Solo nos queda bailar (Levan Akin)

La tradición frente a la verdad; la masculinidad frente a sexualidad reprimida; y la danza georgiana como representación de un todo. Georgia no es ni mucho menos de modo casual el escenario central de esta Solo nos queda bailar, segundo largometraje tras las cámaras de Levan Akin, cineasta sueco que encuentra en sus raíces caucásicas el epicentro de un relato que no se centra únicamente en aquello que se asemeja obvio (la condición de Merab, el protagonista, ante un contexto, más que desfavorable, prácticamente intransitable), y del mismo modo indaga en la circunstancia de un país del que la huida se antoja un estado transitorio más que una realidad palpable (esos cigarrillos a los que Mary vuelve vez tras otra, y que escenifican de la mejor de las maneras una fuga inconcebible pero siempre presente).

No obstante, Akin, más que dirigirse con certeza sobre ese ambiente que tan fácil sería describir en clave social, otorgando a Solo nos queda bailar ese revestimiento tan característico de un cine al que el sueco no parece querer acercarse ni por asomo, lo hace sobre personajes cuyas dudas, inquietudes y orientación quedan expuestas en pantalla como un certero mosaico no sólo de la condición sexual que atesoran, también como fiel reflejo de una etapa vital donde todo esos sentimientos que acucian a cada uno de los personajes del film se antojan fundamentales para describir un periplo de búsqueda y posterior maduración sobre lo que será más adelante una perceptible identidad. El cineasta elude con acierto esa gravedad que podría marcar una propuesta en la que, si bien es cierto que esa meditada vuelta a los orígenes desliza un interesante discurso acerca de cómo las raíces y la tradición pueden llegar a dibujar un panorama incómodo a la par que soterrado sobre su propio carácter, aquello sustancial reside en el comportamiento humano; esto es, las distintas relaciones entabladas entre personajes que, al fin y al cabo, necesitan los unos de los otros para avanzar en un marco donde la propia condición surte esencialmente como reflejo; una condición que, desde esa perspectiva, Akin no emplea para reivindicar una posición, más bien como forma de percibir o asumir un crecimiento en el que va implícito el desarrollo de una sexualidad a través de la cual poder alcanzar una identidad necesaria en el proceso de maduración como personas. Así, si bien Solo nos queda bailar admite la naturaleza sexual de su protagonista como parte importante de un todo, no deja de serlo por cómo fragua una idiosincrasia desde la que mostrarse y lograr una libertad siempre coartada por conceptos que tienen más de aparente que de real.

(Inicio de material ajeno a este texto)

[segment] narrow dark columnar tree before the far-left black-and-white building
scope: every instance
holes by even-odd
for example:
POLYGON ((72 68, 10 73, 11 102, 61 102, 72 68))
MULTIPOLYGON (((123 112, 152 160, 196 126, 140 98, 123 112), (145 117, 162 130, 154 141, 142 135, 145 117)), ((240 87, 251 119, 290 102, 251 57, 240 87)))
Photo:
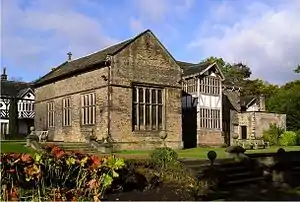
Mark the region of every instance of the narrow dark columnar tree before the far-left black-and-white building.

Es por ello que el contexto escogido por Levan Akin resulta tan interesante: ya no por la expresividad corporal manejada a través de la danza, del mismo modo por la forma en cómo los roles se imponen y terminan delimitando una sociedad que parece aferrarse a la tradición con tal de preservar un ‹statu quo› mantenido largo tiempo, que no les puede ser arrebatado (por lo menos en ese terreno). Y es, precisamente, en ese ambiente, donde la decisión y toma de conciencia por parte de Merab termina teniendo un valor añadido, porque al fin y al cabo no estamos asistiendo a un acto de rebelación ‹per se› (como comentaba, para Akin ese despertar al que se aferra el protagonista es visualizado como un desarrollo desde el cual adquirir), sino a un gesto liberador con todo lo que ello conlleva: la traslación de ese costumbrismo a un marco desde el que conferirle una magnitud distinta, más allá de condiciones, credos y géneros.